Politiques d’accueil divergentes, absence de vision partagée de l’Europe comme lieu d’asile dans le monde : on voit bien que, sans un socle d’harmonisation entre États membres volontaires, l’application même de la Convention de Genève y devient incertaine.

  • NOS RECOMMANDATIONS :

 › L’harmonisation ne doit pas se faire au détriment des droits des demandeurs d’asile mais sur la base de standards élevés, inspirés des bonnes pratiques existantes et fournissant des garanties appropriées aux demandeurs d’asile.
 › France terre d’asile soutient le principe d’une Agence européenne de l’asile pleinement indépendante chargée d’instruire selon des normes européennes communes, et les recommandations du HCR, toutes les demandes d’asile déposées dans l’UE.

 

LA COOPÉRATION AVEC LES PAYS TIERS

L’Union européenne et ses États portent une attention croissante sur les pays tiers, d’origine ou de transit, et les efforts qui peuvent y être faits pour stopper, en amont, l’arrivée de migrants et de réfugiés liée aux « déplacements massifs » de la période. Les « accords » recherchés à cette fin, en 2016 avec la Turquie, en 2017 avec la Libye, notamment, sont l’illustration d’une politique générale de « partenariat » dont le cadre a été proposé par la Commission dès juin 2016, où le droit d’asile est le grand oublié. Dans la mesure où ces pays ne sont pas – ou pas entièrement - parties à la Convention de Genève, y externaliser l’accueil des demandes d’asile orientées vers l’Europe a toutes les chances de réduire, non d’augmenter, la portée du droit d’asile.

Si France terre d’asile est convaincue du bien-fondé d’une coopération constructive avec les pays voisins de l’Europe, et certains pays d’origine, cette coopération doit reposer sur le respect des droits de l’Homme, et notamment du droit d’asile, et sur le principe de solidarité.
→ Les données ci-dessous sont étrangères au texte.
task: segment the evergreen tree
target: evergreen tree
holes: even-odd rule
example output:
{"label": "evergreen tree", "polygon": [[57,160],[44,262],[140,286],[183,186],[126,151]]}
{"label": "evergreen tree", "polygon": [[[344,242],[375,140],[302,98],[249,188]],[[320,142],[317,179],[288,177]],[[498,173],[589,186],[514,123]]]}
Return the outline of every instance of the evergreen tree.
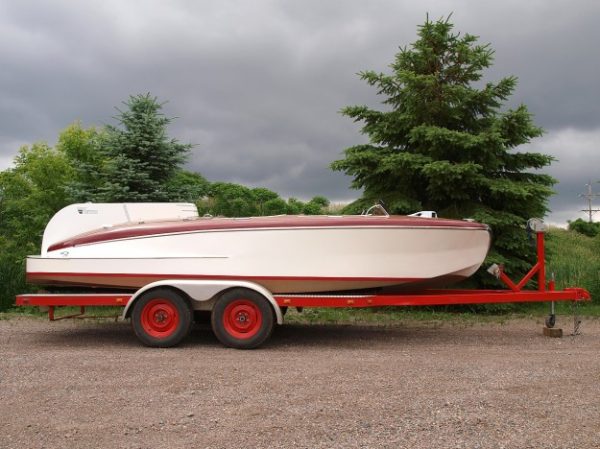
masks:
{"label": "evergreen tree", "polygon": [[129,97],[119,110],[120,127],[107,126],[99,141],[103,161],[94,201],[168,201],[166,186],[186,159],[191,145],[167,136],[172,119],[150,94]]}
{"label": "evergreen tree", "polygon": [[489,259],[522,271],[532,255],[523,225],[545,215],[555,183],[537,170],[553,158],[515,151],[543,131],[525,105],[502,108],[515,77],[481,82],[492,60],[489,45],[454,33],[449,18],[427,19],[418,40],[396,55],[391,74],[360,74],[385,97],[386,110],[343,109],[364,123],[370,143],[346,149],[332,168],[363,189],[350,209],[382,199],[395,213],[475,218],[494,231]]}

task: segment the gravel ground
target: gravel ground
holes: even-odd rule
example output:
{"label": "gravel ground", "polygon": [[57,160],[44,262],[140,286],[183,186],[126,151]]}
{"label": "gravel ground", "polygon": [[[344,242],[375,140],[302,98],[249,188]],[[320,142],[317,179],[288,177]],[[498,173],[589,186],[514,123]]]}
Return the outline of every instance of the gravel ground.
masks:
{"label": "gravel ground", "polygon": [[541,331],[288,325],[239,351],[0,321],[0,448],[599,448],[600,321]]}

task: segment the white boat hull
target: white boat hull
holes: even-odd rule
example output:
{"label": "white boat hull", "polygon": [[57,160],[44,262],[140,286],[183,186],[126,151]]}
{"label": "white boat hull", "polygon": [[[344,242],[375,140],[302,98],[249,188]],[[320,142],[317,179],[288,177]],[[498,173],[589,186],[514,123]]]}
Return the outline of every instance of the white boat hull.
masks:
{"label": "white boat hull", "polygon": [[484,260],[481,225],[213,229],[101,241],[27,259],[29,282],[137,289],[164,279],[237,279],[273,293],[456,281]]}

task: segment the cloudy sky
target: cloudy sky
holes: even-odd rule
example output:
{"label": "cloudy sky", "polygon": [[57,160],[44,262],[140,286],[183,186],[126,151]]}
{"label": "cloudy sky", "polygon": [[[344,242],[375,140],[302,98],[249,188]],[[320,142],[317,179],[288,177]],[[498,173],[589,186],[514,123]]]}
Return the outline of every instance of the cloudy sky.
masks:
{"label": "cloudy sky", "polygon": [[0,0],[0,169],[21,145],[52,145],[75,120],[114,123],[115,106],[151,92],[209,180],[354,199],[328,168],[364,141],[339,110],[378,106],[356,73],[387,71],[426,13],[492,44],[486,80],[519,78],[511,104],[546,130],[527,149],[559,160],[550,221],[583,217],[578,194],[600,180],[594,0]]}

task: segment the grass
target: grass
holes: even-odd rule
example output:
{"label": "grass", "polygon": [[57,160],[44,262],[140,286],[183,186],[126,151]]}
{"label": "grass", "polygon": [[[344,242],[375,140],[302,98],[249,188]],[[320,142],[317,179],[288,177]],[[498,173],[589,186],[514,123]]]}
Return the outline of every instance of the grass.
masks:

La politique extérieure de l’UE en matière migratoire ne peut être synonyme d’abandon de nos propres responsabilités.

  • NOS RECOMMANDATIONS :

› Les cadres de partenariat avec les pays tiers doivent reposer sur un principe de coopération et de renforcement des capacités juridiques et d’accueil, et non se fonder sur les seuls objectifs de retours et de réadmission.
› Le dialogue de l’UE avec ces pays doit être équilibré c’est-à-dire sans effet équivalent à une externalisation à ces pays de l’entière responsabilité de l’accueil des réfugiés et du traitement de toutes les demandes d’asile.
› Le respect des droits de l’Homme et du droit d’asile doit être au coeur des accords et des partenariats que développent l’UE et ses États membres avec des pays tiers.
› L’aide au développement ou tout autre instrument d’aide financière doivent être déconnectés des considérations relatives à la lutte contre les migrations irrégulières et doivent s’inscrire dans un schéma de bonne gouvernance et de partage des richesses.
› France terre d’asile propose d’assouplir les conditions de la circulation migratoire dans des ensembles régionaux géographiques et linguistiques cohérents.